Furthermore, the cultural history of skateboards follows several waves of rise and fall over four to five decades. At first popular among the surfers in the 1960s when skateboards closely resembled surfboards with rolling wheels, skating separated from surfing and moved into the city in the 1970s. Several innovations helped it spread, especially the development of the faster and more maneuverable polyurethane wheel and the introduction of the raised back end of the board that makes kickturns possible. Having gained speed and safety, skaters appropriated deserted swimming pools, drainage canals, and schoolyards for skateboarding. The skaters of this time predominantly descended from the working-class background. Or as one of the Z-boys from the famous Zephyr team in Dogtown, a run-down neighborhood in Venice, said, »we came from broken families«. As part of the mainstream repertoire of sports and leisure activities of youngsters today, skateboarding no longer bears the mark of the social underclass. It still holds the promise of a temporary escape and sense of empowerment through movement and speed, where an individual’s passion also enables a flight from a situation whatever it might be, being stuck at home, school, in one’s age, in the ghetto…

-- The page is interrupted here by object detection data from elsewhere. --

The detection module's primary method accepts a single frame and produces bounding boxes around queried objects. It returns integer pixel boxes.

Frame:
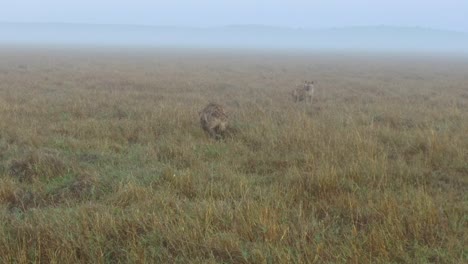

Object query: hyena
[198,103,228,139]
[292,81,315,103]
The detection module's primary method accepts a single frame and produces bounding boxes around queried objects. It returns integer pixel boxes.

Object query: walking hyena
[292,81,315,103]
[198,103,228,139]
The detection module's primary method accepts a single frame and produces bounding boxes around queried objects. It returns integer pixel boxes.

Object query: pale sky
[0,0,468,32]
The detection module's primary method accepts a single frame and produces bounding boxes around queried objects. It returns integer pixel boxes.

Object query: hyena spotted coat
[198,103,228,139]
[292,81,315,103]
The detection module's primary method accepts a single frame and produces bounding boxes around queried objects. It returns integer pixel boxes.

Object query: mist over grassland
[0,23,468,54]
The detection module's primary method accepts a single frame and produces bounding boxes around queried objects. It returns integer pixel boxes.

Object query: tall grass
[0,49,468,263]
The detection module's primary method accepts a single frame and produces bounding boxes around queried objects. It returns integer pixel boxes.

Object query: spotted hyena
[198,103,228,139]
[292,81,315,103]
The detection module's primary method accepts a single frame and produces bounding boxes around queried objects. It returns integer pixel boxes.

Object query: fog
[0,23,468,53]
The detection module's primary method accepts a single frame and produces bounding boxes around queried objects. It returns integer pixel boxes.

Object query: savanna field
[0,47,468,263]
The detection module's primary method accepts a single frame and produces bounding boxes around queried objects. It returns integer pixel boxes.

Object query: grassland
[0,48,468,263]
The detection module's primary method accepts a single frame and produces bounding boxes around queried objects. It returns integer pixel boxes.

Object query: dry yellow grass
[0,48,468,263]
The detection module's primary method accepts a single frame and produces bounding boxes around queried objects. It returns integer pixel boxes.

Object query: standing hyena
[198,103,228,139]
[292,81,315,103]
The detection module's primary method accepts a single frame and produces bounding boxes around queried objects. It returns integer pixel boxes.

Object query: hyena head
[198,103,228,139]
[292,81,314,103]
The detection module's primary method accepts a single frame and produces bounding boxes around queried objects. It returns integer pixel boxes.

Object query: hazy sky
[0,0,468,32]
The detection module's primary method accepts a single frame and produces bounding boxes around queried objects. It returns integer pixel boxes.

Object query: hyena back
[198,103,228,139]
[292,81,315,103]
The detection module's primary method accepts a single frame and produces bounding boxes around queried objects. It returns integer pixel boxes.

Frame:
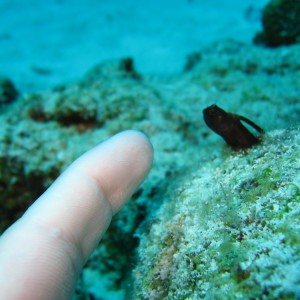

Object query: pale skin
[0,130,153,300]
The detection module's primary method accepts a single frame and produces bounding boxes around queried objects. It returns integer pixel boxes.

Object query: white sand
[0,0,268,92]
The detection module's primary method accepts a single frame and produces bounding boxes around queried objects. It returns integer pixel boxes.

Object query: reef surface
[0,40,300,299]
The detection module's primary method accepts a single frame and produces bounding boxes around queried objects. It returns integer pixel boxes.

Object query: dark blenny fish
[203,105,264,150]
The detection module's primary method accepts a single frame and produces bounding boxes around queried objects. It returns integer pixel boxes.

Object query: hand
[0,131,152,300]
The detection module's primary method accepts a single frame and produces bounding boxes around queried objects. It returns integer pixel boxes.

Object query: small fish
[203,104,265,150]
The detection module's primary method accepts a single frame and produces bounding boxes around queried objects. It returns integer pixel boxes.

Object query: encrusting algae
[0,40,300,299]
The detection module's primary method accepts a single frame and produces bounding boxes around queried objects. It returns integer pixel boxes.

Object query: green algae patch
[135,128,300,299]
[0,41,300,299]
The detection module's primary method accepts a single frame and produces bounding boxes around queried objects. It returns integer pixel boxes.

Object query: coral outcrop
[133,128,300,300]
[0,41,300,299]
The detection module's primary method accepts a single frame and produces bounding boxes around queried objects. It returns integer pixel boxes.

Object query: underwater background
[0,0,300,300]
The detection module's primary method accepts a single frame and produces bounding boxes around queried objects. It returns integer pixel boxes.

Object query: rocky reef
[0,41,300,299]
[132,127,300,300]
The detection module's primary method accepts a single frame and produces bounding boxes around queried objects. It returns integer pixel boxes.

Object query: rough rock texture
[254,0,300,47]
[0,41,300,299]
[132,127,300,300]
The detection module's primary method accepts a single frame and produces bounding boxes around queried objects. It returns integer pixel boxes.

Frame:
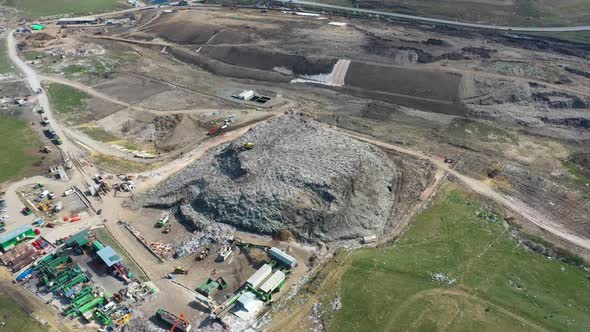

Encroaching on the private property of the rich L.A. residents raised citizens’ complaints and led to the construction of the skate parks that were meant to contain and isolate skateboarding as a recreational sport in the U.S., and later in Europe. This marks the point in which skateboarding as a social practice forks into street and skatepark skating – the two practices that co-exist today but once alternated in a game of cat-and-mouse between trespassing and surveillance. When the entry tickets for skateparks rose due to the costs of lavish landscape architecture and high insurance fees in the early 1980s, skateboarding declined, but only to resurrect in as something underground, and to reclaim the street more fiercely under the punk slogan »Skate and Destroy«, found, for example, in the street skateboarding magazine Thrasher (1981).